Switzerland: a key partner on defence reform

28 Nov 2012
 
 

From left to right: Ueli Maurer, Head of the Federal Department of Defence of Switzerland; NATO Secretary General Anders Fogh Rasmussen and Didier Burkhalter, Head of the Federal Department of Foreign Affairs Switzerland

NATO and Switzerland have developed a strong partnership over the years since the country joined the Partnership for Peace in 1996. The Swiss armed forces are making a valuable contribution to the NATO-led force in Kosovo. Switzerland has also distinguished itself in terms of its significant contribution to promoting work with partners in the area of defence reform, education and training. The NATO Secretary General exchanged views with key members of the Swiss government on how to deepen partnership, during his visit to Switzerland on 22 November.

"Our partnership goes much further, and deeper, than operations,” underlined NATO Secretary General Anders Fogh Rasmussen, speaking at the prestigious Churchill Symposium of Zürich University’s European Institute. "Over the years, your country has developed enormous credibility and trust – both among NATO Allies and among our other partners. With your soft-power diplomacy and your mediation skills, you have become a unique and essential contributor to our cooperative security.”

He pointed to Switzerland’s "long and proud history as a champion of international norms and laws” and the commitment that it shares with NATO to defend and promote the values of freedom, democracy and respect for human rights.

"Because of these shared values, Switzerland has made an enormous investment in NATO’s partnership programmes. You have provided trainers in defence reform, military training and education, and building democratic institutions. Your experts work alongside those of NATO to build more transparent and democratic security institutions,” added Mr. Fogh Rasmussen.
 
Committed to cooperative security

Switzerland is a generous contributor – intellectually, materially and financially – to the development of practical cooperative security within the Euro-Atlantic area and beyond.

The support of the government and of government-funded institutions has played an essential part in deepening and enhancing NATO’s Partnership for Peace (PfP) programme and the activities of the Euro-Atlantic Partnership Council (EAPC): promoting reform, capacity building and transparency in defence institutions; strengthening education and training for both the military and civilians; and promoting the humanitarian aspects of security.

The country hosts many courses within the PfP framework and develops training materials in areas such as democratic control of armed forces, international humanitarian law, humanitarian demining, civil-military cooperation, security policy, arms control and disarmament.
 
One of the most active members of the PfP Consortium of Defence Academies and Security Studies Institutes, Switzerland has made a number of civilian training facilities available.
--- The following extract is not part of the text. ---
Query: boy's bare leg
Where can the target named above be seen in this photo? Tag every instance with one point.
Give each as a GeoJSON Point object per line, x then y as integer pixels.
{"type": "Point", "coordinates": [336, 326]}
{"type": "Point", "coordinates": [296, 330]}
These include the Geneva Centre for Security Policy (GCSP), the Geneva International Centre for Humanitarian Demining (GICHD), the Geneva Centre for the Democratic Control of Armed Forces (DCAF), and the International Relations and Security Network (ISN) based in Zurich.

A number of military training facilities are available for PfP training activities. These include the Centre for Information and Communication of the Armed Forces in Berne, the Mountain Training Centre of the Swiss Armed Forces in Andermatt, the International Training Centre of the Swiss Army (SWISSINT) in Stans, and the Tactical Training Centre at the Swiss Officers’ Training Centre in Lucerne.

Switzerland is also an active donor to Partnership Trust Fund projects. Along with individual Allies and partners, it has supported 13 projects since 2000, which have provided assistance for the destruction of mines, arms, or ammunition in Albania, Azerbaijan, Kazakhstan, Georgia, Serbia, Montenegro, Ukraine and, more recently, Jordan and Mauritania.

Switzerland has also supported a Trust Fund project in Serbia for the reintegration of demobilized military personnel into the civilian workforce. Moreover, the country is co-leading a Trust Fund on Building Integrity in Defence Institutions and has also contributed over 130,000 euro to the Trust Fund for the development of the Afghan National Army.
 
Support for peace-support operations

Swiss law excludes participation in combat operations for peace enforcement and Swiss units will only participate in operations under UN or OSCE mandate. Within the limits of its neutrality, Switzerland participates in peace-support operations or multilateral cooperation in military training.

Over 200 soldiers are currently deployed as part of the Kosovo Force (KFOR). The Swiss armed forces have been contributing to KFOR’s Multinational Task Force – South since 1999.